やまなみ工房には、ももこさんのような知的障がいのある人たちが通い、日々創作活動に取り組んでいる。彼らはみな、それぞれのこだわりを持つアーティストだ。

ももこさんの作品がアートとして世間に認められ始めたのは6年前。岩手県発のスタートアップ企業「ヘラルボニー」がやまなみ工房とタッグを組んだことがきっかけだった。

「ヘラルボニー」は知的障がいのあるアーティストと契約し、作品を生かした商品を開発していて、大手企業の製品や万博会場にも、様々なシーンでヘラルボニーのアーティストの作品が使われるようになった。

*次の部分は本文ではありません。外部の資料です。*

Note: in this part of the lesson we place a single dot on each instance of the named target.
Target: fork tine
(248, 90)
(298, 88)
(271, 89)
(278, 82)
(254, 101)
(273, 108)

ももこさんの描いた原画には、33万円の値がつくまでになった。アーティストとして画用紙に向かうことが、彼女の日常となっていた。

幾重にも重なりあう線
幾重にも重なりあう線

■社会では「脱落」の烙印を押されてもファッションでは「違えば違うほど輝く」

そんなある日、やまなみ工房に思いがけない訪問者が現れた。
一流ブランド「アンリアレイジ」のファッションデザイナー・森永邦彦さんである。

森永さんは、ビヨンセのワールドツアーの衣装を手がけるなど世界的に注目されるデザイナーだ。

2014年からはパリコレに進出し、競争の厳しい舞台で高い評価を受け続けている。

その森永さんが今年のパリコレで、「ヘラルボニー」のアーティストのデザインを使うことを決めたのだ。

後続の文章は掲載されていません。